Odd they used GPT-5.2 and not GPT-5.2-codex. i.e. the one optimized for coding agent tasks.

rbbydotdev 1 hour ago |

This is interesting, anecdotally I have felt like I was having better luck with raw sqlite than using an ORM in a recent typescript project, using raw sqlite queries vs drizzle

leecommamichael 1 hour ago |

These things don’t think. We’re going to have to reiterate this for a long time, I fear.

sheeshkebab 1 hour ago | |

…but they reason well enough given enough context (using their matmuls).

noosphr 1 hour ago | | |

To this day frontier models think that A and not B means A and B when the sentence gets pushed far enough back in their context window. The context length that model can reason over without obvious errors is much smaller than the advertised context. Between a 1/4th to a 1/20th what is advertised on the tin.

emp17344 1 hour ago | |

There is now a trillion-dollar industry bent to the task of convincing people these things can think. It’s gonna cause some damage.

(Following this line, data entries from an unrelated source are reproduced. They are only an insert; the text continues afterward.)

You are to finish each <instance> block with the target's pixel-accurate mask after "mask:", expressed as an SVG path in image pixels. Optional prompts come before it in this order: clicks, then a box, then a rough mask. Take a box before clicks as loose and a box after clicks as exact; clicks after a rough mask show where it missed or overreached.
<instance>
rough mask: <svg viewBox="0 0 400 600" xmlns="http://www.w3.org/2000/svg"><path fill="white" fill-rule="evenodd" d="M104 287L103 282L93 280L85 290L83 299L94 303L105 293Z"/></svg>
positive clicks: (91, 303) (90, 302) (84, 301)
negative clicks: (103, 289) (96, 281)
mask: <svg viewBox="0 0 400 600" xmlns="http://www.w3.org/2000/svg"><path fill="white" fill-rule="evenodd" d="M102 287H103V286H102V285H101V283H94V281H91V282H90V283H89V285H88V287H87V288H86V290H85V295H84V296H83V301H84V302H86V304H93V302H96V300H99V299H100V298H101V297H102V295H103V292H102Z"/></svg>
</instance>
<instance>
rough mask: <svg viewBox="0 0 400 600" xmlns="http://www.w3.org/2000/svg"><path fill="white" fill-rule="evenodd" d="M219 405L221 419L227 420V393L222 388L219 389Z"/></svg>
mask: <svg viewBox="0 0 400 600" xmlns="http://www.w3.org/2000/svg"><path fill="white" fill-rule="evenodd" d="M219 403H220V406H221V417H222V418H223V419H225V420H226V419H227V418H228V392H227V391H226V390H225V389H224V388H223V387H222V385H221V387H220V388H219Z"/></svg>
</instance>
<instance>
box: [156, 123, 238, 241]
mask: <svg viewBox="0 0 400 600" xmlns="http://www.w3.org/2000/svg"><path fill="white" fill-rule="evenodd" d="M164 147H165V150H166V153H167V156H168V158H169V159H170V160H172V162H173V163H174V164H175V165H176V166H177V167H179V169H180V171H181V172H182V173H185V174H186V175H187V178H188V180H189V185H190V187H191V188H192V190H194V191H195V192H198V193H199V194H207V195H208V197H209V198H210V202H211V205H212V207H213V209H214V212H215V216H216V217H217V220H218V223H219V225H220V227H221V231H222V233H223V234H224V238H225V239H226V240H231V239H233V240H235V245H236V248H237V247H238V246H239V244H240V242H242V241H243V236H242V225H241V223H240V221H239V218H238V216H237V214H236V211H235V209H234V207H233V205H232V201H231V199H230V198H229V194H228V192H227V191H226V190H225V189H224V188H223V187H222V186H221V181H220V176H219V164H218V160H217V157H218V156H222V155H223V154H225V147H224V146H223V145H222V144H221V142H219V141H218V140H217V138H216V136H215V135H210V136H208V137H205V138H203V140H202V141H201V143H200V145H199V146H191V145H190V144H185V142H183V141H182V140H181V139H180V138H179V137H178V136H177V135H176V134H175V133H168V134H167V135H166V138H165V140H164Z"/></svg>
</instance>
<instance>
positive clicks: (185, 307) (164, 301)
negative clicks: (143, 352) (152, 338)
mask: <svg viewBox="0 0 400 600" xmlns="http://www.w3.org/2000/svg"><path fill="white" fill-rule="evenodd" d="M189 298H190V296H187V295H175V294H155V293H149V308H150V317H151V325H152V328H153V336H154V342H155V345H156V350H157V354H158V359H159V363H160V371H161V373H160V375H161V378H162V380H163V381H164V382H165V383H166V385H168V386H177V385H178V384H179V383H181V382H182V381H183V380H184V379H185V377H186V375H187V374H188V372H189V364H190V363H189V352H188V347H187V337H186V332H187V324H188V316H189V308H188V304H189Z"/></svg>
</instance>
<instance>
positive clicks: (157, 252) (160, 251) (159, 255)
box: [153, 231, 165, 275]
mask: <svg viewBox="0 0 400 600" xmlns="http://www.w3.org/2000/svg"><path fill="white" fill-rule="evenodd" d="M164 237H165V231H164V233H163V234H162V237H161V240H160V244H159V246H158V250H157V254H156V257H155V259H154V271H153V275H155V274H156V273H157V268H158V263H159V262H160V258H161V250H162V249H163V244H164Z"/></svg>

suprfnk 48 seconds ago | | |

I don't think they think. I still use them a lot despite that, because they are very powerful parameterised code generators.

oulipo2 38 minutes ago |

Exactly why you can't remove humans in the loop to assess that the solution is not only correct (which LLMs are quite bad at, once concurrency, logic, etc are involved), but also elegant, maintainable, etc

phrotoma 41 minutes ago |

"constraint decay" isn't this just another name for the (already well understood) idea of "context rot"?